Quanto ad essa, dunque, Papa Francesco ha costantemente accompagnato il lavoro del Consiglio di Cardinali non soltanto con la sua presenza a tutte le sessioni di lavoro, ma pure guidandone l’opera specialmente mediante i suoi interventi – ben conosciuti – al tradizionale incontro pre-natalizio con la Curia romana.

Nel discorso del 22 dicembre 2016, in particolare, egli richiamò ben dodici criteri-guida della riforma (individualità; pastoralità; missionarietà; razionalità; funzionalità; modernità; sobrietà; sussidiarietà; sinodalità; cattolicità; professionalità; gradualità). Mi soffermo su alcuni.

Il principio della sussidiarietà fu enunciato per la prima volta nella Dottrina Sociale della Chiesa al n. 80 della Quadragesimo anno e fu da Pio XII riconosciuto valido anche per la vita sociale della Chiesa. Ogni attività sociale è per natura sua sussidiaria; essa deve servire di sostegno per i membri del corpo sociale, e non mai distruggerli e assorbirli: così la formulava Pio XII nell’allocuzione ai nuovi cardinali del 20 febbraio 1946, precisando tuttavia che ciò doveva intendersi «senza pregiudizio della struttura gerarchica» della Chiesa.[8] Un’allusione a questo principio si trova nell’art. 3 §3 dello «Statuto» del nuovo Dicastero per lo Sviluppo Umano Integrale«, dove si legge: «Il Dicastero si adopera perché nelle Chiese locali sia offerta un’efficace e appropriata assistenza materiale e spirituale – se necessario anche mediante opportune strutture pastorali – agli ammalati, ai profughi, agli esuli, ai migranti, agli apolidi, ai circensi, ai nomadi e agli itineranti».

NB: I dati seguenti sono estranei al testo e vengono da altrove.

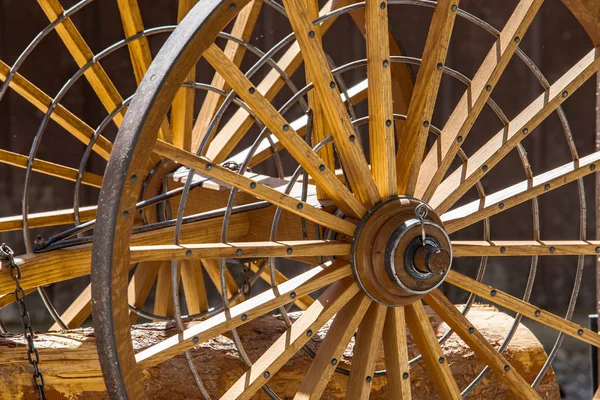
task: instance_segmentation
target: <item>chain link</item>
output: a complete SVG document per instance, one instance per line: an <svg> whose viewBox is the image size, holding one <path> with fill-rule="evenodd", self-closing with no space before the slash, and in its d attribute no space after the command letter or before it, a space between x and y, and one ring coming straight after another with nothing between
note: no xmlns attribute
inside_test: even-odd
<svg viewBox="0 0 600 400"><path fill-rule="evenodd" d="M6 243L2 243L0 246L0 260L8 261L9 273L12 280L15 282L15 300L21 310L21 323L23 324L23 335L27 341L27 359L29 364L33 367L33 386L38 392L40 399L46 400L46 394L44 393L44 375L39 368L40 354L35 348L33 341L33 329L31 328L31 316L25 305L25 290L21 287L19 282L21 279L21 268L19 264L15 262L15 253Z"/></svg>

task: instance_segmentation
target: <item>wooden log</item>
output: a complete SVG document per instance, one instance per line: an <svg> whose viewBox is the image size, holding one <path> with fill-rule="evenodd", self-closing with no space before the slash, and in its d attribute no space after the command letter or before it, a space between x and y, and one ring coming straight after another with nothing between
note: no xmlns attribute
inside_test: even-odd
<svg viewBox="0 0 600 400"><path fill-rule="evenodd" d="M447 326L429 311L430 320L436 333L441 335ZM300 313L292 313L293 319ZM510 328L512 317L488 306L475 306L469 313L473 325L494 345L498 347ZM326 325L316 334L309 347L317 351L328 330ZM239 328L246 351L252 360L256 360L271 345L273 340L285 330L282 320L276 316L265 316ZM137 350L148 347L176 331L173 326L164 323L136 325L132 331L134 347ZM0 336L0 398L36 399L31 385L31 367L27 362L22 335ZM414 357L416 346L408 337L409 356ZM91 328L76 329L36 335L36 346L40 351L40 367L46 380L48 399L105 399L102 375L96 355L94 331ZM348 368L352 360L354 342L339 362L342 368ZM383 346L379 346L377 369L385 368ZM442 346L449 361L452 373L459 388L463 389L483 368L483 363L466 347L456 335ZM213 398L222 395L245 371L233 341L221 336L202 343L192 352L193 359L203 382ZM542 345L524 326L520 326L510 346L504 353L508 361L521 373L527 382L532 382L546 360ZM305 352L296 354L269 381L269 386L281 398L292 398L306 373L311 358ZM199 397L185 359L177 357L144 372L145 388L151 399L188 399ZM427 376L422 363L410 370L413 399L436 399L435 389ZM335 373L323 395L324 399L337 399L345 396L348 377ZM537 387L544 399L559 399L560 394L556 377L549 370ZM385 377L373 380L371 399L386 399L387 385ZM258 392L257 399L267 398ZM473 390L473 399L513 399L512 392L492 373L486 375Z"/></svg>

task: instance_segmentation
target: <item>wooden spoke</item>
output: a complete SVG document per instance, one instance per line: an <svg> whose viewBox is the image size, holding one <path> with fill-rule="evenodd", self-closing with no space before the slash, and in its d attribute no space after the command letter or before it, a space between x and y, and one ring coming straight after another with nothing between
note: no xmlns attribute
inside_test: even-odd
<svg viewBox="0 0 600 400"><path fill-rule="evenodd" d="M600 251L600 241L583 240L515 240L503 241L453 241L452 254L455 257L472 256L578 256L596 255Z"/></svg>
<svg viewBox="0 0 600 400"><path fill-rule="evenodd" d="M81 326L92 314L92 285L87 285L67 310L60 316L69 329ZM62 330L58 323L50 327L51 331Z"/></svg>
<svg viewBox="0 0 600 400"><path fill-rule="evenodd" d="M386 25L387 26L387 25ZM372 303L358 327L346 399L369 397L387 307Z"/></svg>
<svg viewBox="0 0 600 400"><path fill-rule="evenodd" d="M403 307L388 308L383 326L383 349L390 398L410 400L408 345Z"/></svg>
<svg viewBox="0 0 600 400"><path fill-rule="evenodd" d="M342 100L345 103L348 103L348 102L350 102L352 104L360 103L361 101L366 99L367 87L368 87L368 83L367 83L367 79L365 79L364 81L352 86L351 88L349 88L347 90L348 97L350 100L346 99L346 97L343 95L342 95ZM396 103L394 102L394 104L396 104ZM303 116L293 122L290 122L290 126L300 136L303 136L306 132L306 123L307 123L307 117ZM276 150L279 151L283 148L283 146L281 145L281 143L279 142L279 140L277 139L277 137L275 135L271 134L269 139L267 139L267 138L263 139L260 142L260 144L258 145L258 148L257 148L256 152L254 153L254 156L250 159L250 163L248 164L248 166L250 168L254 167L257 164L260 164L261 162L265 161L269 157L273 156L273 149L271 148L271 142L273 142ZM316 141L315 141L315 143L316 143ZM247 156L248 156L248 149L245 149L245 150L242 150L239 153L234 154L233 156L229 157L228 160L235 161L238 164L241 164L244 162L244 160L246 159ZM323 161L326 161L326 160L323 159Z"/></svg>
<svg viewBox="0 0 600 400"><path fill-rule="evenodd" d="M131 246L131 262L198 260L201 258L261 258L348 256L350 243L334 240L285 242L230 242L182 245Z"/></svg>
<svg viewBox="0 0 600 400"><path fill-rule="evenodd" d="M446 62L458 2L459 0L439 0L433 12L423 60L406 116L406 125L398 143L398 193L412 196L415 191L443 75L443 68L439 68L439 65L443 66Z"/></svg>
<svg viewBox="0 0 600 400"><path fill-rule="evenodd" d="M203 259L201 260L201 262L202 265L204 265L204 269L206 269L210 280L217 288L217 291L222 295L223 292L221 290L221 263L219 262L219 260L211 259ZM229 272L229 269L227 268L225 268L225 287L227 290L228 298L231 298L234 294L236 294L239 289L237 283L235 282L235 279L233 278L233 275L231 275L231 272ZM238 300L232 302L231 304L235 305L241 302L242 300L243 299L240 297Z"/></svg>
<svg viewBox="0 0 600 400"><path fill-rule="evenodd" d="M323 108L327 125L331 129L350 187L358 199L367 208L370 208L381 198L369 173L369 167L360 146L360 141L354 139L356 132L354 132L350 116L329 70L329 63L325 57L323 46L318 40L318 35L314 31L311 20L308 18L309 12L306 4L301 1L290 0L284 0L283 3L288 11L288 18L296 34L296 40L302 50L305 68L308 75L313 79L314 90ZM310 32L313 33L310 34ZM311 171L308 172L316 178ZM331 195L331 193L329 194ZM334 197L332 199L335 200Z"/></svg>
<svg viewBox="0 0 600 400"><path fill-rule="evenodd" d="M223 218L213 218L183 225L181 238L184 241L215 242L220 240ZM161 228L153 231L136 233L131 237L132 245L144 243L169 244L173 242L174 228ZM231 240L248 234L248 218L244 214L233 214L229 223ZM66 281L90 273L91 244L68 247L44 253L20 256L19 263L23 277L21 286L33 289L51 283ZM15 284L8 269L0 270L0 295L12 293Z"/></svg>
<svg viewBox="0 0 600 400"><path fill-rule="evenodd" d="M38 0L38 3L48 17L48 20L51 22L58 19L65 12L60 5L59 0ZM79 68L82 68L94 58L94 53L83 39L83 36L81 36L79 30L75 27L75 24L73 24L73 21L71 21L71 18L67 18L61 22L56 27L56 32L64 42ZM110 113L123 103L123 98L100 63L94 63L94 65L85 72L85 77L98 95L98 98L106 108L106 111ZM117 126L121 126L124 116L125 110L122 110L115 116L114 122Z"/></svg>
<svg viewBox="0 0 600 400"><path fill-rule="evenodd" d="M516 185L489 194L482 199L458 207L442 215L444 227L448 233L456 232L484 218L508 210L543 193L592 174L596 170L598 161L600 161L600 152L595 152L577 161L535 176L533 179L519 182Z"/></svg>
<svg viewBox="0 0 600 400"><path fill-rule="evenodd" d="M523 379L512 365L471 325L469 320L456 309L444 294L435 289L425 296L425 301L450 328L490 366L492 371L510 390L522 399L541 399L541 396Z"/></svg>
<svg viewBox="0 0 600 400"><path fill-rule="evenodd" d="M290 196L286 196L275 189L257 183L252 179L246 178L229 169L213 164L210 160L204 157L198 157L185 150L179 149L168 143L158 141L155 146L156 153L177 161L183 165L193 168L197 171L202 171L202 174L214 178L225 184L237 187L246 191L258 198L267 200L273 205L297 214L316 224L326 226L336 232L353 235L356 226L351 222L347 222L341 218L331 215L325 211L318 210L309 204L298 201ZM208 167L208 168L207 168Z"/></svg>
<svg viewBox="0 0 600 400"><path fill-rule="evenodd" d="M415 191L417 198L428 202L433 196L543 2L523 0L515 8L425 157Z"/></svg>
<svg viewBox="0 0 600 400"><path fill-rule="evenodd" d="M156 282L158 277L158 270L161 266L159 262L144 263L145 265L138 265L135 269L131 281L129 281L128 295L129 304L133 305L137 309L142 309L150 291ZM134 312L129 313L131 323L135 323L138 315Z"/></svg>
<svg viewBox="0 0 600 400"><path fill-rule="evenodd" d="M6 293L6 294L0 294L0 310L4 307L6 307L9 304L12 304L15 302L15 294L14 292L12 293Z"/></svg>
<svg viewBox="0 0 600 400"><path fill-rule="evenodd" d="M258 270L261 268L261 266L263 264L264 264L264 260L261 260L257 263L251 262L250 269L252 270L252 272L258 273ZM267 282L268 284L271 284L271 274L269 273L270 268L271 267L268 266L260 274L260 279ZM287 282L288 280L289 279L285 275L283 275L277 268L275 268L275 283L274 283L274 285L281 285L283 282ZM306 310L314 302L315 301L310 296L304 296L304 297L296 297L294 304L299 309Z"/></svg>
<svg viewBox="0 0 600 400"><path fill-rule="evenodd" d="M501 290L494 289L493 287L484 283L477 282L476 280L456 271L451 270L448 273L446 282L466 290L467 292L476 294L481 298L505 307L511 311L521 313L525 317L531 318L532 320L546 325L554 330L565 333L593 346L600 346L600 334L584 328L581 325L577 325L574 322L561 318L558 315L552 314L551 312L537 308L536 306L523 300L519 300L508 293L502 292Z"/></svg>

A questo principio è collegato quello della decentralizzazione. In considerazione del fatto che il Successore di Pietro è il perpetuo e visibile principio e fondamento dell’unità sia dei vescovi sia della moltitudine dei fedeli (LG 23; cf. n. 18) la Curia romana è non soltanto strumento al servizio del Romano Pontefice, ma anche strumento di servizio per le Chiese particolari. Il n. 8 del Preambolo lo mette in evidenza: «La Curia romana è al servizio del Papa, il quale, in quanto successore di Pietro, è il perpetuo e visibile principio e fondamento dell’unità sia dei Vescovi sia della moltitudine dei fedeli. In forza di tale legame (la sottolineatura è mia) l’opera della Curia romana è pure in rapporto organico con il Collegio dei Vescovi e con i singoli Vescovi, e anche con le Conferenze episcopali e le loro Unioni regionali e continentali, e le Strutture gerarchiche orientali, che sono di grande utilità pastorale ed esprimono la comunione affettiva ed effettiva tra i Vescovi».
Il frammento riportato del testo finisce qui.